Conform artikel 15 van het Omgevingsvergunningsdecreet is het college van burgemeester en schepenen voor zijn ambtsgebied in eerste administratieve aanleg bevoegd voor volgende aanvragen van:
1. de gemeentelijke projecten;
2. andere gevallen dan deze waarvoor de Vlaamse regering of de deputatie bevoegd is.

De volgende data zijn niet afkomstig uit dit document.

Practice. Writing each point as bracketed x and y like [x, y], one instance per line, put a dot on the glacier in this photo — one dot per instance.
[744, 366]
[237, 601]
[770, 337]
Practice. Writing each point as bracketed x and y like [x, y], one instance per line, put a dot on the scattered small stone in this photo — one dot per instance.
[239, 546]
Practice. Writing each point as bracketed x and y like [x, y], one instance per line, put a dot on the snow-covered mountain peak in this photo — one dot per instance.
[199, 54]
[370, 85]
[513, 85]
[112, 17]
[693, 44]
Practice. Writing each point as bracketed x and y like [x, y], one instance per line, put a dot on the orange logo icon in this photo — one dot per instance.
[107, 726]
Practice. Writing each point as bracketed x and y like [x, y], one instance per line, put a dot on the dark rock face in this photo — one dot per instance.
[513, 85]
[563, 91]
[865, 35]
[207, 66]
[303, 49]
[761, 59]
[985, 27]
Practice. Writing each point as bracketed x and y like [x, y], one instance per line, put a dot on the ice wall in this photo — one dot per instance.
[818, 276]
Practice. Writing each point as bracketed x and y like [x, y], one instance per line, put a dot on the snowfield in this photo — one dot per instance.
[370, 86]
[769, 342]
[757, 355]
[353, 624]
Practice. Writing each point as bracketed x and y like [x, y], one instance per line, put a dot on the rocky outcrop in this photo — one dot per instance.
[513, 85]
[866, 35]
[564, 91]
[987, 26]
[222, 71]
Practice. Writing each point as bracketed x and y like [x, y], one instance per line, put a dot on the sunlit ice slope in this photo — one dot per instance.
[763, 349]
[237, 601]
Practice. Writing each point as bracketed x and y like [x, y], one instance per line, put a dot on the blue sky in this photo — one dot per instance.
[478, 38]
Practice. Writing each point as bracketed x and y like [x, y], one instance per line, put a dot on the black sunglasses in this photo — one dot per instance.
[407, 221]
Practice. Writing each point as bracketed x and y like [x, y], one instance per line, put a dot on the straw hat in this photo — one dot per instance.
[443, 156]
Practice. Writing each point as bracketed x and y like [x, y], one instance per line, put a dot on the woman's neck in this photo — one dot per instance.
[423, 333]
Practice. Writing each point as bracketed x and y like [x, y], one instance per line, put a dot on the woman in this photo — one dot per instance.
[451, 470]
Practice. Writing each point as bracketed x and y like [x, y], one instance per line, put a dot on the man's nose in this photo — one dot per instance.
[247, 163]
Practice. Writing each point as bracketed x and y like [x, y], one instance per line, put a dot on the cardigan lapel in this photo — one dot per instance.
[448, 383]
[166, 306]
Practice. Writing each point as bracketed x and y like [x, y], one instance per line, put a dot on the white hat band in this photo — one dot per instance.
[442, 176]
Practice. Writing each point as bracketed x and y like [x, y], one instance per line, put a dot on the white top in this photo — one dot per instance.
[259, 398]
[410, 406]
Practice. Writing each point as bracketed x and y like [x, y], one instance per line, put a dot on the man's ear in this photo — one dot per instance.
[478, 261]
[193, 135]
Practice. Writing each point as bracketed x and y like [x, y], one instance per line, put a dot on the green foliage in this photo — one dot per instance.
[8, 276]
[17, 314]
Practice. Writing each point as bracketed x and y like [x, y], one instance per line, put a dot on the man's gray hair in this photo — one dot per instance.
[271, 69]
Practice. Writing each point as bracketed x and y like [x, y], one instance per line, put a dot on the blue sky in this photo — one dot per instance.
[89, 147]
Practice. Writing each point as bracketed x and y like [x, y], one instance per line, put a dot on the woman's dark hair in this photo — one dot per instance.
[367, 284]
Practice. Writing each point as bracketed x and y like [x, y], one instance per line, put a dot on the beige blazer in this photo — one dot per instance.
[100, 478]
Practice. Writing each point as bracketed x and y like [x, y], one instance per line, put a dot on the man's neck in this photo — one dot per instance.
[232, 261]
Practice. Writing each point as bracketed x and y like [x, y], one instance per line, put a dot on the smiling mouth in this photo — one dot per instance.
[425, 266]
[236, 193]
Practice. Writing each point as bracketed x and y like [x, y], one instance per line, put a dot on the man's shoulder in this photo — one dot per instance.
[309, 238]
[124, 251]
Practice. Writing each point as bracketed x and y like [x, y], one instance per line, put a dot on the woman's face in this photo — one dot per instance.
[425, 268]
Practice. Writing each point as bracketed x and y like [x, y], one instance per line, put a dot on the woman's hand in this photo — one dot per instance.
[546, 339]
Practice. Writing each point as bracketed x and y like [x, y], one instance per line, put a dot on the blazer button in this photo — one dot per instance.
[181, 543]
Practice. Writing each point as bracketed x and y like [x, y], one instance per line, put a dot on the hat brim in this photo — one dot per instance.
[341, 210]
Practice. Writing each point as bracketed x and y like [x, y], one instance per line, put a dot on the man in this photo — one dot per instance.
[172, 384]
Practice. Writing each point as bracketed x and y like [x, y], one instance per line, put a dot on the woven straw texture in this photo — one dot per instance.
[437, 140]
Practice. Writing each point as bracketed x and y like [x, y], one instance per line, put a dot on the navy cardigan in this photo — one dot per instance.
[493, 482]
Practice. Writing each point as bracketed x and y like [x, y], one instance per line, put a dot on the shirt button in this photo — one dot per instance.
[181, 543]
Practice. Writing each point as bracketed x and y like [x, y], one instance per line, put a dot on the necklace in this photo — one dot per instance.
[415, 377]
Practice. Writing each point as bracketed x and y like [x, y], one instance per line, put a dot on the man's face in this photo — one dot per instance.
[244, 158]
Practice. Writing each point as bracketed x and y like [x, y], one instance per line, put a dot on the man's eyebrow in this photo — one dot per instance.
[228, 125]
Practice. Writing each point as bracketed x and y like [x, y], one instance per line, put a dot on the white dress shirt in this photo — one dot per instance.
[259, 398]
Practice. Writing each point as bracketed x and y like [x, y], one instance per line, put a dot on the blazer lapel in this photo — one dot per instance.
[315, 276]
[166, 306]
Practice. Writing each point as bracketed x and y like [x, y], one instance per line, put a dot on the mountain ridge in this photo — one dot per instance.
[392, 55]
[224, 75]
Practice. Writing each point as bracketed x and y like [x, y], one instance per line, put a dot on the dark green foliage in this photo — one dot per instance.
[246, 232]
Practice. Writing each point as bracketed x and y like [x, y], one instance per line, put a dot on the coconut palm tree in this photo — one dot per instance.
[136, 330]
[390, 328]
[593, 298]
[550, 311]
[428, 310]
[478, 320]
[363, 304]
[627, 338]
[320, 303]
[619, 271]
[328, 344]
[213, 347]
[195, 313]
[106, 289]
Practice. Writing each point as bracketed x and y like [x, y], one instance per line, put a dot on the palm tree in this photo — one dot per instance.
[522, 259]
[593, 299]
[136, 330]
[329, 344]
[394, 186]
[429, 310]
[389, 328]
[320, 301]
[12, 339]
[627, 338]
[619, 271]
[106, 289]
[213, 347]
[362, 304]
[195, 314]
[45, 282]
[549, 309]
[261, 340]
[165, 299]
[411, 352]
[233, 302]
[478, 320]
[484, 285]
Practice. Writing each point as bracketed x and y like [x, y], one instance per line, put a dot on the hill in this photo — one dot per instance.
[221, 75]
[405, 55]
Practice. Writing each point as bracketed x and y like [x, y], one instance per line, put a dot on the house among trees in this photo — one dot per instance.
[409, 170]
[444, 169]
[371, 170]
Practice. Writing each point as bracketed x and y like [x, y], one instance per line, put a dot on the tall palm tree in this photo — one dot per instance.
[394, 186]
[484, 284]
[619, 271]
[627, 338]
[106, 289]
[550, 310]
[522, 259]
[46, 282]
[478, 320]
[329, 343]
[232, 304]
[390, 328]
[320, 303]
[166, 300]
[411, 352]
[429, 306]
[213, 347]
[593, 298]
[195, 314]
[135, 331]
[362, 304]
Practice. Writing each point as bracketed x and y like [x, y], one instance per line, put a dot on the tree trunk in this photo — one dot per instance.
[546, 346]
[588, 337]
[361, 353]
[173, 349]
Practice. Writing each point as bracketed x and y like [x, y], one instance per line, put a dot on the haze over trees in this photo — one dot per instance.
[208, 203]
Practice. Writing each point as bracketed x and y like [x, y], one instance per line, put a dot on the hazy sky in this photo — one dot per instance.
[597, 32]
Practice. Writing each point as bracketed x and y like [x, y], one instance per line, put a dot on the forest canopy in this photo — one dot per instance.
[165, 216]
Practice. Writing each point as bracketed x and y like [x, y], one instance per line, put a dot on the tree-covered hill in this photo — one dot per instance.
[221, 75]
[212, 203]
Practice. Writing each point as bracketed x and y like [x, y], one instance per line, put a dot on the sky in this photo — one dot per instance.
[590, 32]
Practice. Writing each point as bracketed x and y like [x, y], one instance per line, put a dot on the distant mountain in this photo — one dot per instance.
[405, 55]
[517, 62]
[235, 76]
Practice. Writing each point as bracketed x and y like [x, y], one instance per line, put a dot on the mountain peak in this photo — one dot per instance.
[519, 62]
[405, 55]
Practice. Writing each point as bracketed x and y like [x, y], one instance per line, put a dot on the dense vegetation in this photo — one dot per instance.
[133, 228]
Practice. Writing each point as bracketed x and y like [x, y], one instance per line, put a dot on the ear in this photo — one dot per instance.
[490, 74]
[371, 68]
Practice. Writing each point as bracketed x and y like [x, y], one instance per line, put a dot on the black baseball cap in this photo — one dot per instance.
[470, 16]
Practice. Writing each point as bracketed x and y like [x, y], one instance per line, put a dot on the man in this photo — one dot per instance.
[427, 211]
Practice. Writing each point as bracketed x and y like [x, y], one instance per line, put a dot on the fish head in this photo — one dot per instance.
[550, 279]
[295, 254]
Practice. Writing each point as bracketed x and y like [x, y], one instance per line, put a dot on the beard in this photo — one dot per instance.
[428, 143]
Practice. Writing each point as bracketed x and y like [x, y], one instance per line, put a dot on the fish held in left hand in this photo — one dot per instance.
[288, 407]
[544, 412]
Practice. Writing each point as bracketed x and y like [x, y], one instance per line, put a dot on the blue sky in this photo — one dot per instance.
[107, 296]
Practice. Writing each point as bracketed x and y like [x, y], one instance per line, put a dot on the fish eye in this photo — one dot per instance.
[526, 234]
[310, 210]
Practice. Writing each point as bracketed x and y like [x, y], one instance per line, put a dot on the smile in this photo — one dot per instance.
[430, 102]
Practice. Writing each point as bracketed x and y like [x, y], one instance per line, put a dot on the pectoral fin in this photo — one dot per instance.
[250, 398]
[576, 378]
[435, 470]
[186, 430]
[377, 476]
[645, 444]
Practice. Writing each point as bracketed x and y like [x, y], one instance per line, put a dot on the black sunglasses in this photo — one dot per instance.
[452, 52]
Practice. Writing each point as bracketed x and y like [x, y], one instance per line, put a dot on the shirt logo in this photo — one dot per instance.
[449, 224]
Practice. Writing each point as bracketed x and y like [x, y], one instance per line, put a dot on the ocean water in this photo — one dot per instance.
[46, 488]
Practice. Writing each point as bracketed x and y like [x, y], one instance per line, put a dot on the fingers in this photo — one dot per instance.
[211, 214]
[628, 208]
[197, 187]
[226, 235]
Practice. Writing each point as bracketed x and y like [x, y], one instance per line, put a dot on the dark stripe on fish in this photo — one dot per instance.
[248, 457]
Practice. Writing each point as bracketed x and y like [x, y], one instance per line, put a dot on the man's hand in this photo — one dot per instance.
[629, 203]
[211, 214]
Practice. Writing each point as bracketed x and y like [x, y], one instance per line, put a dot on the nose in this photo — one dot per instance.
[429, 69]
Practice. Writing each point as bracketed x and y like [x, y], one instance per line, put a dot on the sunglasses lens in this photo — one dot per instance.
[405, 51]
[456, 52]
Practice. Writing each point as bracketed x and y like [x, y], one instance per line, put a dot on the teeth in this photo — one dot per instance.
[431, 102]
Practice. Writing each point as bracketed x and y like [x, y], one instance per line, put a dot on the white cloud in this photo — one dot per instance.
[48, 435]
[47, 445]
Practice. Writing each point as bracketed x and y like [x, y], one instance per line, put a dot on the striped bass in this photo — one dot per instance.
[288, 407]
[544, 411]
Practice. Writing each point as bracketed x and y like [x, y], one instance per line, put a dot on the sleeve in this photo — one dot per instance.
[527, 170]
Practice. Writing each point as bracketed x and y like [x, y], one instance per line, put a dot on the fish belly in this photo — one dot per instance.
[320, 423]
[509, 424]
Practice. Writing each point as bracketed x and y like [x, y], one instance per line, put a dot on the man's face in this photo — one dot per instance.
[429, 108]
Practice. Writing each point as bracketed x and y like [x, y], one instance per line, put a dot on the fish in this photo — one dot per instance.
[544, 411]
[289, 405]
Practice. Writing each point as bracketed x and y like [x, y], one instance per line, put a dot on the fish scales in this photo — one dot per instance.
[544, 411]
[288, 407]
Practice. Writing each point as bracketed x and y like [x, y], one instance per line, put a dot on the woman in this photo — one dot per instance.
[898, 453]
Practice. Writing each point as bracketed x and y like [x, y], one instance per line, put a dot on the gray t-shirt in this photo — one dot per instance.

Er werd een aanvraag voor een omgevingsvergunning ingediend bij het college van burgemeester en schepenen, die behandeld wordt volgens de vereenvoudigde procedure van het Omgevingsvergunningendecreet.
Projectnummer: |
OMV_2018130753 |
Gegevens van de aanvrager: |
de heer Kristof De Ferm met als adres Vijverlei 5 te 2900 Schoten en mevrouw sofie Verlinden met als adres Vijverlei 5 te 2900 Schoten |
Ligging van het project: |
Wapenhaghestraat 37 te 2600 Berchem (Antwerpen) |
Kadastrale gegevens: |
afdeling 21sectie A nr. 182E4 |
Vergunningsplichten: |
Stedenbouwkundige handelingen. |
Voorwerp van de aanvraag: |
verbouwen van een woning |
Omschrijving stedenbouwkundige handelingen
Relevante voorgeschiedenis
- 13/08/1929: vergunning (956#5900) voor het bouwen van een woonhuis;
- 22/07/1976: vergunning (956#2147) voor binnenverbouwingen;
- 07/09/2018: weigering (20181871) voor het verbouwen van een woning.
Laatst vergunde toestand
- op de gelijkvloerse verdieping bevinden zich een kamerwoning met 3 kamers met een gemeenschappelijk toilet, kitchenette en badkamer;
- één woning op eerste en tweede verdieping samen;
- de laatst vergunde toestand is gelijk aan de bestaande toestand.
Inhoud van de aanvraag
- omvormen van de kamerwoning en de kelder naar 1 twee-slaapkamerappartement van 101m² (waarvan circa 41m² in de kelder bevindt en circa 59m² op het gelijkvloers);
- opsplitsen van de woning van circa 124m² op de eerste en tweede verdieping naar 2 één-slaapkamerappartementen van 62m².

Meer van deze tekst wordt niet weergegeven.